Specializes in LTC, Agency, HHC.

What do we do on nights? We complain about day and evening shift. They, like us, don't do anything! I've worked every shift out there....as well as a few 2p-6a because someone didn't show up. That $2 an hour more, is differential for staying up all night. Not very many people would work nights without an incentive, unless they want to. Some people like nocs.
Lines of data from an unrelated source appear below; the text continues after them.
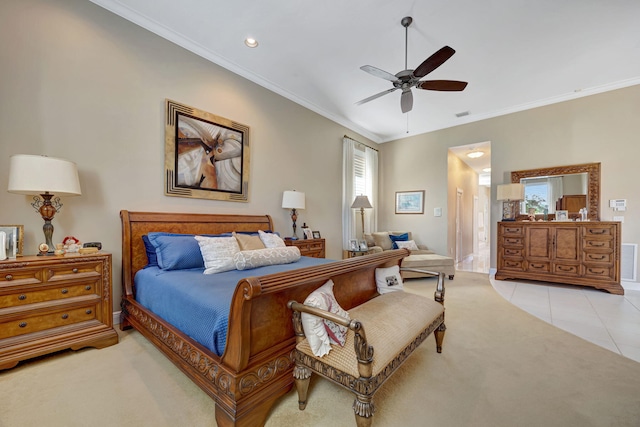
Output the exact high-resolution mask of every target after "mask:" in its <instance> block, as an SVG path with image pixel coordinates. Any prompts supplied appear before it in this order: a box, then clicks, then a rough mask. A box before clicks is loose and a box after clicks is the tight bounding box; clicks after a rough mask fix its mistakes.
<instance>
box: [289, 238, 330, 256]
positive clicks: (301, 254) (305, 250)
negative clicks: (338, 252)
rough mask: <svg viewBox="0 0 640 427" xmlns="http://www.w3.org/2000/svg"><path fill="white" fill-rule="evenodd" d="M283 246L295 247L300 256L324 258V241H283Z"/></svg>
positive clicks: (308, 239)
mask: <svg viewBox="0 0 640 427" xmlns="http://www.w3.org/2000/svg"><path fill="white" fill-rule="evenodd" d="M284 244H285V245H287V246H297V247H298V249H300V255H302V256H308V257H313V258H324V256H325V255H324V254H325V248H324V239H298V240H292V239H284Z"/></svg>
Ask them what they do. Volunteer to pick up a shift or 2.

And stop complaining.

I'm 11-7 part time, I have approx. 20 pts. so I come in early to look up the MARS and TARS and fill in my personal chart for pts. med times and right out what tasks I need to complete. I get report which usually takes 30 minutes so by the time I start it's around 11:45 depending on if the 3-11 gives report on time. I have a midnight med pass, do vitals which is never fun when people want to sleep but we have to do it as well as checking any wounds, repositioning etc. My goal is to be done by 1:30-2:00. Then on to 24 hour chart checks and other misc. stuff such as crash cart checks and the 50 million interuptions by people in pain, can't sleep, fevers, breathing treatments, peg tube flushes, IV's, eye drops etc. Pharmacy normally drops off around 3 so we go through the meds and verify on the computer to make sure that they are correct. By that time (hopefully the night went through without any emergencies etc.) it is usually around 4:00 so we start checking the stuff we did, putting in the vitals, etc. and charting on the patients. Then comes the 6:00 med pass that we are allowed to start at 5:00 and that's when it's the big rush with any Heparin injections and give meds to just about every patient rushing to finish before the 7:00 shift comes in and finish any charting that we didn't have time to complete during the evening. No time for "lunch break" and our 15 minutes break usually involves wolfing something down while doing the chart checks. -That's just my experience but I'm a fairly new grad. I'm learning alot and like my co-workers but I just don't like the pt. ratio

On my particular unit, there are 33 residents and on nightshift, we currently have one LPN and one CNA for 12 hours. As the LPN, I'm responsible for med pass, any wound dressing changes left over from dayshift, some treatments that were already scheduled for nightshift, skilled charting (which we do both on paper and in a computer-double charting, anyone?), putting all of the labs for the next day into the computer, doing chart checks, refrigerator temperatures, controls for the glucometers, writing out our census for billing. At the end of the month, we're responsible for checking the MARs (we're still on paper. Yuck.) and doing the monthly summaries for the residents that aren't skilled.

I personally wouldn't want to work dayshift. I know that it's a lot of stress. But nightshift is too. At least there's a little more help on days. Also, if you have a resident that's going beserk with no prn on dayshift, there's usually a doctor to call. I have to wake up an oncall.